It’s no secret Canada’s export picture has been grim for some time now. Earlier this month when trade statistics were released for the month of March, they showed Canada suffered from a $3-billion trade deficit—the gap between the value of the stuff we sell to the world, and what we buy. It was the widest deficit in Canadian history, and while it was overwhelmingly due to low oil prices, it reinforced the ongoing challenges Canada faces when it comes to selling its goods abroad.
The mounting trade deficit aside, it’s in the nitty gritty of what we sell to the world, where it goes—and where it doesn’t—that Canada’s export shortfall is most glaring. Drawing on data from Industry Canada’s trade online trade statistics, here are five sad facts that show we have a lot of work to do.
1. Canada exports more furry animals than automobiles to China.
In 2014 Canada recorded $160.7 million in exports of “fur-bearing animal and rabbit production” to China, one of the fastest growing countries in the world, compared to $158.5 million worth in “automobile and light-duty motor vehicle manufacturing.” We’re not knocking rabbit farmers, but one industry employs 117,000 people, the other, not so much.
2. Canada is insanely dependent on the United States for oil exports.
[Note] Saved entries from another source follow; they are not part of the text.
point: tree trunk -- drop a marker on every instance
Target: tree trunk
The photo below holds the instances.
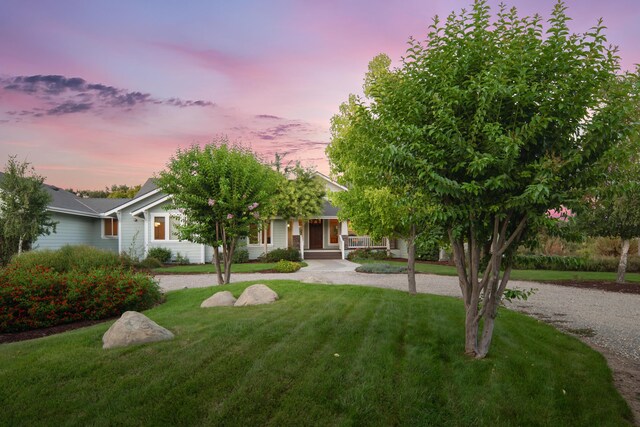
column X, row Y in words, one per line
column 411, row 260
column 216, row 262
column 228, row 261
column 622, row 266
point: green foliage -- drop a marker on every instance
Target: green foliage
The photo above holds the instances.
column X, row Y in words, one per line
column 571, row 263
column 366, row 254
column 150, row 263
column 381, row 268
column 284, row 266
column 290, row 254
column 23, row 208
column 161, row 254
column 240, row 256
column 35, row 296
column 301, row 197
column 221, row 190
column 510, row 295
column 181, row 259
column 68, row 258
column 497, row 121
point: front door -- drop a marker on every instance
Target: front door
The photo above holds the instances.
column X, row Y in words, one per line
column 315, row 234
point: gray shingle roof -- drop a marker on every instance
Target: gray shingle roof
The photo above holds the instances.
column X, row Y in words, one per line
column 148, row 186
column 65, row 200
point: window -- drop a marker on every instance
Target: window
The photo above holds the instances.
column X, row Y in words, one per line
column 257, row 234
column 110, row 227
column 159, row 228
column 165, row 227
column 334, row 231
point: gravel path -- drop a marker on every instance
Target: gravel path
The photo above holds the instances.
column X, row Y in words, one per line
column 607, row 319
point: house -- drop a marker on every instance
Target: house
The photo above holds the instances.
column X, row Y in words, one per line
column 136, row 225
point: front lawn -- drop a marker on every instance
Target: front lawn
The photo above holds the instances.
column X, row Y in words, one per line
column 321, row 355
column 531, row 275
column 251, row 267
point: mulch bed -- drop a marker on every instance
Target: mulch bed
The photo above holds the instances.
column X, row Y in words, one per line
column 45, row 332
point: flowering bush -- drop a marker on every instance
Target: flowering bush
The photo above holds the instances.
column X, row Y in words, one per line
column 37, row 296
column 284, row 266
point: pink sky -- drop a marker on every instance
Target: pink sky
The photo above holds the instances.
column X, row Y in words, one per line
column 152, row 77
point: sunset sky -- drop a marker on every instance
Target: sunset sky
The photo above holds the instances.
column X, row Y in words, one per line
column 95, row 93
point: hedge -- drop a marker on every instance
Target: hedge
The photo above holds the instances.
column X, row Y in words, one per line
column 38, row 296
column 572, row 263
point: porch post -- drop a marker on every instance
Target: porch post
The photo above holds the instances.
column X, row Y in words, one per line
column 344, row 232
column 119, row 216
column 146, row 233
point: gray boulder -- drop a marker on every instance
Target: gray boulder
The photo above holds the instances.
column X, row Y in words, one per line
column 134, row 328
column 256, row 295
column 219, row 299
column 315, row 279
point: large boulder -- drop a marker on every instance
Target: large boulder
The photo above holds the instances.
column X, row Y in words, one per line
column 219, row 299
column 316, row 279
column 134, row 328
column 255, row 295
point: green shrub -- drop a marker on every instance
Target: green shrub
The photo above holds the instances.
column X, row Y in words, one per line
column 68, row 258
column 181, row 259
column 161, row 254
column 567, row 263
column 381, row 269
column 284, row 266
column 150, row 263
column 240, row 256
column 367, row 254
column 276, row 255
column 38, row 296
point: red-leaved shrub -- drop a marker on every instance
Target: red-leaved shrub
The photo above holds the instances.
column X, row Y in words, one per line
column 37, row 297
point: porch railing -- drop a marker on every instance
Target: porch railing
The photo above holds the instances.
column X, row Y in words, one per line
column 361, row 242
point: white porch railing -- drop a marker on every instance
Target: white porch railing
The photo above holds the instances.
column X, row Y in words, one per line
column 359, row 242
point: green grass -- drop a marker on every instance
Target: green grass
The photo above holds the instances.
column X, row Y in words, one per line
column 532, row 275
column 400, row 362
column 251, row 267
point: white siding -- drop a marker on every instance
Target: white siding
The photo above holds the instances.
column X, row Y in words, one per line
column 191, row 250
column 70, row 230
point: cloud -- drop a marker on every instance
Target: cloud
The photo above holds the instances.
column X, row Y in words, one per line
column 63, row 95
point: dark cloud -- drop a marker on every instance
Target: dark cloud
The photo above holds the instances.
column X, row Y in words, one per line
column 68, row 108
column 279, row 131
column 74, row 95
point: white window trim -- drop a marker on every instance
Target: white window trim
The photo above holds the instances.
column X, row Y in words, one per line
column 112, row 237
column 256, row 245
column 167, row 233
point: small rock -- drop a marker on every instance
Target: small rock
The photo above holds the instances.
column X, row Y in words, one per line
column 134, row 328
column 255, row 295
column 219, row 299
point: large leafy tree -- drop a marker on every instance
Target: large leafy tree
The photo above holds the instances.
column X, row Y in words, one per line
column 23, row 208
column 498, row 121
column 220, row 190
column 377, row 201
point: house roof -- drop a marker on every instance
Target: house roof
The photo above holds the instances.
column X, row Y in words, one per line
column 147, row 187
column 328, row 209
column 67, row 202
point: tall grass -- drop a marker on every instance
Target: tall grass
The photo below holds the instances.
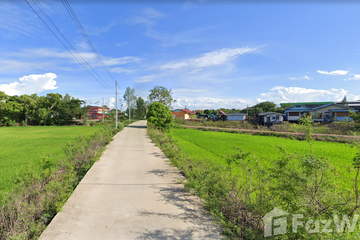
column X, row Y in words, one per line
column 39, row 195
column 240, row 189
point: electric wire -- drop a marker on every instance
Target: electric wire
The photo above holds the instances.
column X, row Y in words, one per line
column 74, row 49
column 85, row 35
column 65, row 45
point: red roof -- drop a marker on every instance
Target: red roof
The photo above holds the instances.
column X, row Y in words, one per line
column 187, row 111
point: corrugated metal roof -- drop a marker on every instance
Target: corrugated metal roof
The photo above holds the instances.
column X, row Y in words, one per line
column 329, row 105
column 185, row 110
column 308, row 103
column 270, row 113
column 236, row 114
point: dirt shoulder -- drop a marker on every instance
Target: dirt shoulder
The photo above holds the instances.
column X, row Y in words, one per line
column 356, row 138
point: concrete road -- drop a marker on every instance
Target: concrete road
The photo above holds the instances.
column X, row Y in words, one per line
column 132, row 192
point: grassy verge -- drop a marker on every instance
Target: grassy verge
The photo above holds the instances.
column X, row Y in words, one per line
column 240, row 188
column 338, row 128
column 39, row 194
column 21, row 146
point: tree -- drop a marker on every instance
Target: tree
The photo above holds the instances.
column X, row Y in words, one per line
column 129, row 97
column 344, row 101
column 161, row 95
column 140, row 108
column 159, row 116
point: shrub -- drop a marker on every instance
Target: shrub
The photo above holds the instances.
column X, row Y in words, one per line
column 36, row 198
column 159, row 116
column 179, row 121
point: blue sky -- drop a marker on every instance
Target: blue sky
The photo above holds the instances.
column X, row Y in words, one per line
column 212, row 54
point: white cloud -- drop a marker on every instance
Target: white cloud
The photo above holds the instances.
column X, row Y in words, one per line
column 147, row 17
column 121, row 44
column 122, row 70
column 209, row 103
column 41, row 59
column 97, row 31
column 35, row 83
column 356, row 77
column 120, row 61
column 149, row 78
column 300, row 78
column 297, row 94
column 214, row 58
column 334, row 73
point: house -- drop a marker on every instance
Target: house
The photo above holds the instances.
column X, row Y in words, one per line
column 306, row 104
column 182, row 113
column 95, row 112
column 332, row 112
column 268, row 118
column 327, row 112
column 236, row 116
column 294, row 113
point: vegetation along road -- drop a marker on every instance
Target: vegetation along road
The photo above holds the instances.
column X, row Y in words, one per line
column 132, row 193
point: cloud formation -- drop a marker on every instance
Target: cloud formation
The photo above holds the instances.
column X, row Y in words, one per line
column 209, row 103
column 356, row 77
column 300, row 78
column 214, row 58
column 297, row 94
column 148, row 17
column 334, row 73
column 35, row 83
column 97, row 31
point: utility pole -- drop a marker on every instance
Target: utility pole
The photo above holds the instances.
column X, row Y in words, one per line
column 116, row 118
column 103, row 109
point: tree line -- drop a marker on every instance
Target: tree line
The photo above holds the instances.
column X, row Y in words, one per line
column 52, row 109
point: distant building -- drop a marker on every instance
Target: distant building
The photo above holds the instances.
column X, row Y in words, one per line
column 323, row 113
column 95, row 112
column 269, row 118
column 182, row 113
column 236, row 116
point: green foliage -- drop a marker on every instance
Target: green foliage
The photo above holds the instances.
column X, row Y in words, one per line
column 130, row 98
column 307, row 122
column 40, row 193
column 140, row 108
column 161, row 95
column 21, row 146
column 44, row 110
column 242, row 187
column 159, row 116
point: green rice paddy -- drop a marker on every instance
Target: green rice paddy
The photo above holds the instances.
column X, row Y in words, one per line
column 22, row 146
column 216, row 145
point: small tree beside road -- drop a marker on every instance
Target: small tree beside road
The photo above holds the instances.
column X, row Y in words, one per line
column 159, row 116
column 162, row 95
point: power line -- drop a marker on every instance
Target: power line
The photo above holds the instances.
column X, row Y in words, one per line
column 82, row 64
column 48, row 17
column 85, row 35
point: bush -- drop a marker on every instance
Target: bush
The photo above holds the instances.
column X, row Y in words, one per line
column 37, row 197
column 159, row 116
column 179, row 121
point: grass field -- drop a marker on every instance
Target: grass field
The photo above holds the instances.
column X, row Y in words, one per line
column 216, row 145
column 21, row 146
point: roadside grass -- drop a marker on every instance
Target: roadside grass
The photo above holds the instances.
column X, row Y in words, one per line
column 241, row 189
column 41, row 190
column 217, row 145
column 25, row 146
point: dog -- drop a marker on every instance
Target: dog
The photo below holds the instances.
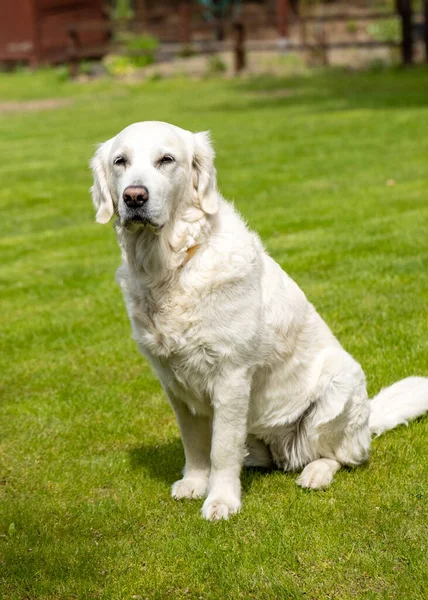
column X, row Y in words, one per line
column 252, row 372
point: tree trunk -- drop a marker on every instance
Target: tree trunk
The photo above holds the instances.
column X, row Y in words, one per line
column 404, row 9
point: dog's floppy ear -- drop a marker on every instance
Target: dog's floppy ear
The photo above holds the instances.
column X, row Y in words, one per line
column 101, row 196
column 204, row 175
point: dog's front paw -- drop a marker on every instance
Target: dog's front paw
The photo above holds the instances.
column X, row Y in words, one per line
column 216, row 508
column 190, row 487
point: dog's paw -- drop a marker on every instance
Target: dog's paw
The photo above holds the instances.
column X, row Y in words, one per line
column 216, row 508
column 318, row 474
column 190, row 487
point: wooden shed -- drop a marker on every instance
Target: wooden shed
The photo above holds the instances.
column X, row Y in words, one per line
column 38, row 31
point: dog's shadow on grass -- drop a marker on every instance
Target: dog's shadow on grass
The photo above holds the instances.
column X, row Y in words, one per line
column 164, row 461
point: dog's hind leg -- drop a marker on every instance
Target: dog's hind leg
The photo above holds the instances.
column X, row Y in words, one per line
column 257, row 454
column 319, row 473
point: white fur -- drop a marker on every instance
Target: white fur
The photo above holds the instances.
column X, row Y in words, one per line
column 251, row 370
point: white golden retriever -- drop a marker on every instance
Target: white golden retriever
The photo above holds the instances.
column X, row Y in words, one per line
column 253, row 373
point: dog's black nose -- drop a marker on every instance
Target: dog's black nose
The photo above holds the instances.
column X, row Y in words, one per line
column 135, row 196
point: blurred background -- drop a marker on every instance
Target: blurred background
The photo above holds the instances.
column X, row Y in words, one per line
column 237, row 35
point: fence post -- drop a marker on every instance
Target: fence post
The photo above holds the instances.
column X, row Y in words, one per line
column 185, row 14
column 239, row 46
column 282, row 9
column 404, row 9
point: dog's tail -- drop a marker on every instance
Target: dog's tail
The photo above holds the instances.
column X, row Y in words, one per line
column 399, row 403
“Wait,” you’re saying, “that’s Italy, not America. What gives?” Well, in 2014 Canada’s oil and gas extraction industry exported $110.5 billion worth of energy products to the U.S., accounting for 97 per cent of all Canada’s energy exports. The next closest country was Italy, of all places, which received $1.5 billion worth of oil and gas. This Wall Street Journal story explains how at least some of that crude got there.
3. Canada’s total exports to China are minuscule.
Canada’s total exports to China added up to just $19.4 billion in 2014. That works out to $14.30 for each man, woman and child living there. By comparison Canada’s exports to the U.S. translate into $1,260 per American. An optimist will tell you this shows we have plenty of room to grow our exports to the Middle Kingdom. A pessimist would point out that compared to 2013, the value of exports to China actually dropped five per cent, while they were up 13 per cent to the U.S.
4. Manufacturing descent.
Over the 10-year period from 2005 to 2014 more than half of the top 10 countries that received manufacturing exports from Canada saw the value of those exports flatline or drop. Exports to the U.S. led the drop, down $59.3 billion, or 19 per cent (after adjusting for inflation). After factoring in the rare gains (up $4.9 billion to China and $1.2 billion to Mexico) manufacturing exports to Canada’s top 10 customer countries declined by $51 billion.
5. Oriental depress
Between 2005 and 2014, a time when the Asia-Pacific region led the world in economic growth, Canada managed to expand the share of its exports going to the region from just six per cent to a little more than nine per cent. And even that was a decline from where our trade to Asia was in 2011.